Além disso, a identidade visual do projeto, com cartazes e cards que trouxeram unidade e beleza ao evento, foi criada pelo designer gráfico Leander Dos Santos (Dogueto), contribuindo para comunicar e potencializar a mensagem do encontro.
Esse protagonismo, construído coletivamente, é um passo fundamental na desconstrução de paradigmas coloniais que, por muito tempo, relegaram os corpos negros à margem da produção cultural. O ENCONTR’ARTE…NEGRO mostrou que, quando as mãos negras trabalham juntas, elas não apenas criam eventos marcantes, mas também transformam narrativas e constroem futuros possíveis.
Realizar o ENCONTR’ARTE…NEGRO também foi um ato de enfrentamento à burocracia que permeia o acesso aos recursos públicos de cultura. A aprovação pelo Fundo Estadual de Cultura (FEC) envolveu formulários extensos, trâmites na plataforma digital de incentivo de MG, contratações pelo Sistema Eletrônico de Informações (SEI), emissão de notas fiscais, assinaturas e readequações intermináveis que desafiam até os mais experientes. Esse processo só foi possível graças ao apoio da Superintendência de Fomento, Capacitação e Municipalização da Cultura de Minas Gerais, especialmente na pessoa de Pablo Soares Pires (nosso querido Dom), cuja sensibilidade e comprometimento foram essenciais para que o encontro acontecesse.

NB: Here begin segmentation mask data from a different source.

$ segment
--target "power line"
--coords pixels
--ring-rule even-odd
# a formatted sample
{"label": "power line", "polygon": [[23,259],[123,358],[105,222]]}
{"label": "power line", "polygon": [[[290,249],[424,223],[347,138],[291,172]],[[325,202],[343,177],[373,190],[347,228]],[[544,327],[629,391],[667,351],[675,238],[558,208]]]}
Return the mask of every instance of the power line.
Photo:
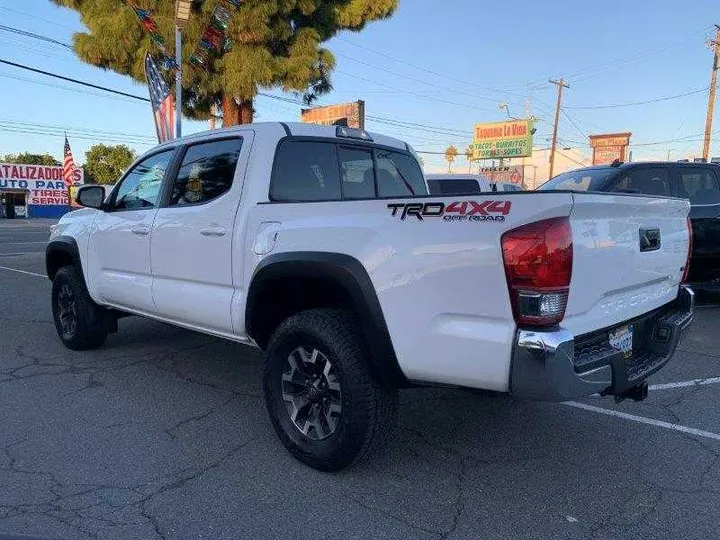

No entanto, mesmo com tanto esforço e planejamento, enfrentamos um cenário desafiador com a Prefeitura de Ipatinga. Havíamos conseguido, em conversas meses antes, o compromisso da Prefeitura de ceder palco, som, luz e camarim dotado de Rider técnico, que atenderia às necessidades do evento. A logomarca da Prefeitura consta, inclusive, em todo o material de divulgação, evidenciando essa parceria prometida. Porém, no momento da realização, o apoio não foi cumprido. O evento aconteceu em um palco usado pela FeirArte, sem a infraestrutura adequada, e, lamentavelmente, sem iluminação.
Quando questionada, a justificativa da Prefeitura foi de que, já no final do ano, não havia mais recursos disponíveis. No entanto, sabemos que outros eventos realizados próximos ao Encontr’arte contaram com toda a estrutura cedida pela Prefeitura. Essa retirada de apoio, sem aviso prévio, gerou impactos significativos na realização do encontro, evidenciando a falta de compromisso e de planejamento efetivo do poder público local.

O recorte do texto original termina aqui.